Wednesday, June 17, 2020
If you venture to your Local Comic Shop today, you may find the collected Year of the Villain: Hell Arisen TPB among the new releases. Then again, you may not. Year of the Villain: Hell Arisen #3 was so popular, it's already been through three printings, so it's not hard to imagine that the trade collecting the whole series won't also be popular.
If you didn't know by now, Booster Gold can be seen in three of the Year of the Villain: Hell Arisen mini-series' four issues. He doesn't have a single line of dialogue in any of those issues, so it's kind of like a series of glorified cameo appearances.
And since we're on the subject of cameo appearances:
Superman: Man of Tomorrow #7, words by Dave Wielgosz; art by Miguel Menonca, Yasmine Putri, David Baron
On the bottom left you'll see Booster Gold appearing in the digital first Superman: Man of Tomorrow #7, now available at Comixology.com. Those stories will presumably be printed on real-world paper one of these days, though DC has yet to announce a date. I'll try to keep you posted.

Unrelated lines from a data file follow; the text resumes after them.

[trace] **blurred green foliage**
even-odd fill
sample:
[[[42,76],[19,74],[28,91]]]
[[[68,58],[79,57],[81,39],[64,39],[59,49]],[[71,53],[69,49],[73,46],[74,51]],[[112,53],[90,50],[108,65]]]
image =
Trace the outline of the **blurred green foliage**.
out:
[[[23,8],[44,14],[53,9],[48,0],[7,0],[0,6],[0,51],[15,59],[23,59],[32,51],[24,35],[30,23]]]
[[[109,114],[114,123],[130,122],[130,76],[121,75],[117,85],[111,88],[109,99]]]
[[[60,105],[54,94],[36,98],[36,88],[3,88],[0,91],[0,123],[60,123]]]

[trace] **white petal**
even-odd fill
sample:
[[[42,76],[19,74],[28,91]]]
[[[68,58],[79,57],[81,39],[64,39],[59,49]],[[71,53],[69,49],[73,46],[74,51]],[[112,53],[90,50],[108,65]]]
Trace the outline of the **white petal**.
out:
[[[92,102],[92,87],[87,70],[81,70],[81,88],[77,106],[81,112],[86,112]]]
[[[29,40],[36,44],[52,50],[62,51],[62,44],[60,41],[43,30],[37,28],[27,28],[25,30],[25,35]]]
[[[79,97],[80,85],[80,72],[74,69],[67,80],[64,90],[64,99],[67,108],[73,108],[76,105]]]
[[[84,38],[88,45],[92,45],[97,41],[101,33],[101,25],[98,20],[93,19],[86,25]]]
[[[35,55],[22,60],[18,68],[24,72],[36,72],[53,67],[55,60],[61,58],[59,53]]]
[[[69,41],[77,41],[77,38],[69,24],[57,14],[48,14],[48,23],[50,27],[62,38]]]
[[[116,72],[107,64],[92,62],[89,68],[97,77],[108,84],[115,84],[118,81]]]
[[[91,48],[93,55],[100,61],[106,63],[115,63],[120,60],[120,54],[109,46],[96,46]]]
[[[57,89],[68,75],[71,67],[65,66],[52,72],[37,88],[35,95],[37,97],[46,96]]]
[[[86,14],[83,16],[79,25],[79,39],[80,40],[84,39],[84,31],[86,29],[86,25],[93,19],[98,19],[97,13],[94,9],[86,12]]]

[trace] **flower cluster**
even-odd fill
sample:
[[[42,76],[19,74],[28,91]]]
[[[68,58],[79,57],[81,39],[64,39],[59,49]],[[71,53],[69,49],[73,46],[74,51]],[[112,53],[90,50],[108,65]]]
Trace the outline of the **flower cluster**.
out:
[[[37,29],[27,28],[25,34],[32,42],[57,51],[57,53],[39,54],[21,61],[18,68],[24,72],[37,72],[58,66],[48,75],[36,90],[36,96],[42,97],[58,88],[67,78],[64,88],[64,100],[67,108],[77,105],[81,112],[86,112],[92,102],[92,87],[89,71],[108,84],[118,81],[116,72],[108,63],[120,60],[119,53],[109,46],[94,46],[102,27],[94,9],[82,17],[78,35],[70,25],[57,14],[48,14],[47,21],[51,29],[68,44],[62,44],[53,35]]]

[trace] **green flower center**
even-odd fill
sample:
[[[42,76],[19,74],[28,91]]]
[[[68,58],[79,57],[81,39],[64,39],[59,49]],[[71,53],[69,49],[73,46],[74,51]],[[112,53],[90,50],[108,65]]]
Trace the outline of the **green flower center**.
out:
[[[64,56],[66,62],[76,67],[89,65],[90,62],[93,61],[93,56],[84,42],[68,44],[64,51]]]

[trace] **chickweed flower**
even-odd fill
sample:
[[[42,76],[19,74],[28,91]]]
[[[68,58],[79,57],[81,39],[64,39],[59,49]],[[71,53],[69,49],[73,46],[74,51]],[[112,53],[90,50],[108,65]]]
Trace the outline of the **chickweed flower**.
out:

Thanks to fabri24cr for calling our attention to that.
Booster Gold is on the left side of this panel, too, though which Booster Gold from which corner of the Multiverse, I can't be sure. That image of Greg Capullo art comes from this recent Tweet from Scott Snyder, the writer behind this summer's multiverse-spanning Dark Nights: Death Metal event. The panel doesn't appear in Dark Nights: Death Metal #1, which was released yesterday, but you still might want to pick that comic up so you'll have a chance at deciphering what's happening when Booster does arrive on the scene. (Again, thanks to fabri24cr for deciphering that the panel has to be Death Metal-related.)
DCEASED: Dead Planet #1, words by Tom Taylor; at by Trevor Hairsine, Stefano Gaudinao, Gig Baldissini
Booster Gold appears on the right for a change in the upcoming DCEASED: Dead Planet #1. Why not the left side of the panel? Maybe because he's a ghost. (Well, not a ghost, exactly. Booster didn't die in DCEASED: A Good Day To Die so much as he was erased from history. Therefore, this is really more of an hallucinatory flashback courtesy the tortured memory of Jon Constantine than it is an actual cameo appearance.) Dead Planet #1 is due out
next week in two weeks, and I might have missed it if not for Booster booster Logan Peterson pointing it out. The preview is already available on CBR.com.
It's starting to look like the summer of Booster Gold.